This question can be considered related to this one, that helped me to improve the R performances in computing the mean on a big array. Unfortunately, in this case I'm trying to apply something more complex (like a quantile calculation).
I have a 4-D array with more than 40 millions of elements and I want to calculate the 66th percentile on a specific dimension. Here there is the MATLAB code:
> n = randn(100, 50, 100, 20);
> tic; q = quantile(n, 0.66, 4); toc
Elapsed time is 0.440824 seconds.
Let's do something similar in R.
> n = array(rnorm(100*50*100*20), dim = c(100,50,100,20))
> start = Sys.time(); q = apply(n, 1:3, quantile, .66); print(Sys.time() - start)
Time difference of 1.600693 mins
I was aware of the better performances of MATLAB wrt R but in this case I don't know what to do. Probably I just need to wait 2 minutes instead of one second... I hope someone can suggest me any way to improve running times, anyway, thank you in advance...

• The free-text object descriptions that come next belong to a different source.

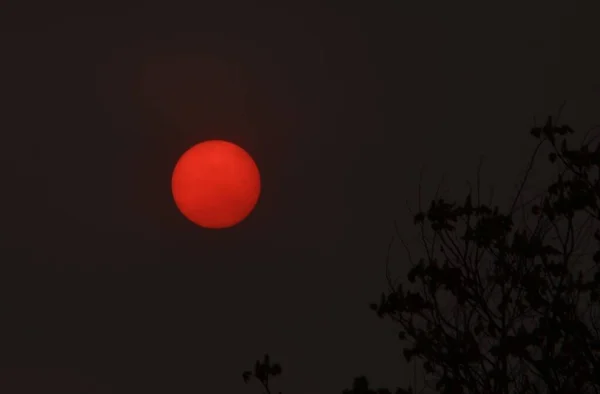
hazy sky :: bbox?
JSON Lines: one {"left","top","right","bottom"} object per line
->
{"left": 1, "top": 1, "right": 599, "bottom": 393}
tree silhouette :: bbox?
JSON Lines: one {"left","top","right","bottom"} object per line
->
{"left": 242, "top": 105, "right": 600, "bottom": 394}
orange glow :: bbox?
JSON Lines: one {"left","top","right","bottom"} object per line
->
{"left": 171, "top": 140, "right": 261, "bottom": 229}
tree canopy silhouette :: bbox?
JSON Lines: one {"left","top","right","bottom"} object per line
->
{"left": 242, "top": 105, "right": 600, "bottom": 394}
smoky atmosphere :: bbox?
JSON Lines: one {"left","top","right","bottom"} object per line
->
{"left": 1, "top": 1, "right": 600, "bottom": 393}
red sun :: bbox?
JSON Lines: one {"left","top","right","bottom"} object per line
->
{"left": 171, "top": 140, "right": 261, "bottom": 229}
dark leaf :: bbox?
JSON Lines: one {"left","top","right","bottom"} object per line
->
{"left": 270, "top": 363, "right": 282, "bottom": 376}
{"left": 464, "top": 193, "right": 473, "bottom": 213}
{"left": 413, "top": 212, "right": 425, "bottom": 224}
{"left": 242, "top": 371, "right": 252, "bottom": 383}
{"left": 543, "top": 116, "right": 555, "bottom": 142}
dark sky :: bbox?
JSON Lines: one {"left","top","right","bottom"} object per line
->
{"left": 1, "top": 1, "right": 599, "bottom": 393}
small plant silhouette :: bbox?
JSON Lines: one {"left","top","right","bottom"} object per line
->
{"left": 242, "top": 353, "right": 283, "bottom": 394}
{"left": 242, "top": 103, "right": 600, "bottom": 394}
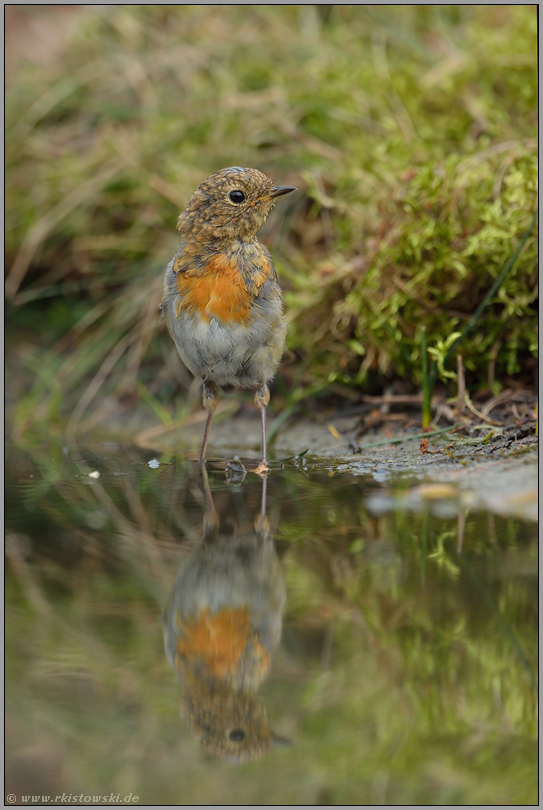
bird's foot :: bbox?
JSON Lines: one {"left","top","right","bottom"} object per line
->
{"left": 252, "top": 460, "right": 270, "bottom": 477}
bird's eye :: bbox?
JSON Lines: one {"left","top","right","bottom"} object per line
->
{"left": 228, "top": 190, "right": 246, "bottom": 204}
{"left": 228, "top": 728, "right": 246, "bottom": 742}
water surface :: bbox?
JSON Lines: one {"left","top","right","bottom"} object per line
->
{"left": 5, "top": 442, "right": 538, "bottom": 805}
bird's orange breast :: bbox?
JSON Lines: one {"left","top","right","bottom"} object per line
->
{"left": 174, "top": 253, "right": 270, "bottom": 325}
{"left": 175, "top": 606, "right": 270, "bottom": 680}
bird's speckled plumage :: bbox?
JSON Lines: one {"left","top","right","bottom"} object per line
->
{"left": 162, "top": 167, "right": 296, "bottom": 465}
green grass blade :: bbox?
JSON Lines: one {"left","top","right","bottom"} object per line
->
{"left": 421, "top": 326, "right": 432, "bottom": 429}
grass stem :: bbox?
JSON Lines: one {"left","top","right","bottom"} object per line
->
{"left": 421, "top": 327, "right": 431, "bottom": 428}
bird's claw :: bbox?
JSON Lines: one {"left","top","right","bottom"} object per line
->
{"left": 252, "top": 461, "right": 270, "bottom": 477}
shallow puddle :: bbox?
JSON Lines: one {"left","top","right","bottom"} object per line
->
{"left": 5, "top": 442, "right": 538, "bottom": 805}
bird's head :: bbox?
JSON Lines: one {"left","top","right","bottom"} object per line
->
{"left": 177, "top": 167, "right": 296, "bottom": 243}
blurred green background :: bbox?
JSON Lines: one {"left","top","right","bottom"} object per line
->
{"left": 5, "top": 5, "right": 538, "bottom": 439}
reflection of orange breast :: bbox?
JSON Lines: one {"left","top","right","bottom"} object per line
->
{"left": 175, "top": 607, "right": 270, "bottom": 681}
{"left": 174, "top": 253, "right": 270, "bottom": 325}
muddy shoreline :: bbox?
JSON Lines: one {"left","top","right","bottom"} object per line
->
{"left": 126, "top": 407, "right": 538, "bottom": 523}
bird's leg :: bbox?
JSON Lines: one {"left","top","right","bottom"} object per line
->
{"left": 254, "top": 383, "right": 270, "bottom": 471}
{"left": 199, "top": 381, "right": 219, "bottom": 463}
{"left": 200, "top": 461, "right": 220, "bottom": 541}
{"left": 254, "top": 474, "right": 270, "bottom": 540}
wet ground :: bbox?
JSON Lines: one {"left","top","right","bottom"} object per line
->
{"left": 5, "top": 435, "right": 538, "bottom": 806}
{"left": 134, "top": 405, "right": 539, "bottom": 522}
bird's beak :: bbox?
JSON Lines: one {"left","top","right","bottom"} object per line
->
{"left": 268, "top": 185, "right": 297, "bottom": 199}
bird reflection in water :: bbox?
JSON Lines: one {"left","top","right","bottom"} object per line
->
{"left": 162, "top": 467, "right": 289, "bottom": 760}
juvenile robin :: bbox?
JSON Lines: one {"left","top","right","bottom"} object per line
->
{"left": 162, "top": 469, "right": 288, "bottom": 760}
{"left": 162, "top": 167, "right": 296, "bottom": 469}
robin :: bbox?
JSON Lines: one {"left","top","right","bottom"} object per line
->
{"left": 162, "top": 167, "right": 296, "bottom": 470}
{"left": 162, "top": 468, "right": 289, "bottom": 760}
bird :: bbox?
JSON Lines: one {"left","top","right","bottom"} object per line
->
{"left": 161, "top": 167, "right": 296, "bottom": 470}
{"left": 162, "top": 467, "right": 289, "bottom": 760}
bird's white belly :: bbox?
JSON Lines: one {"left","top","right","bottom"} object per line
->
{"left": 170, "top": 308, "right": 285, "bottom": 389}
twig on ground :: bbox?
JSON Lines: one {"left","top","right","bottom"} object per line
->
{"left": 464, "top": 397, "right": 503, "bottom": 426}
{"left": 353, "top": 423, "right": 464, "bottom": 451}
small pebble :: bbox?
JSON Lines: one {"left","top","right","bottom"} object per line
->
{"left": 88, "top": 471, "right": 100, "bottom": 479}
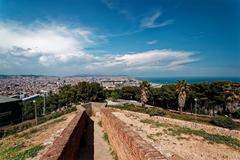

UPDATE I've applied some of the suggestions into the comments and I've reduced the running time:
> start = Sys.time(); q = apply(n, 1:3, quantile, .66, names = FALSE); print(Sys.time() - start)
Time difference of 33.42773 secs
We're still far from the MATLAB performances but at least I've learnt something.
UPDATE I put here some advancements related to `quantile' function discussed here. The running time of same code I've shown above has passed from 33 to 5 seconds...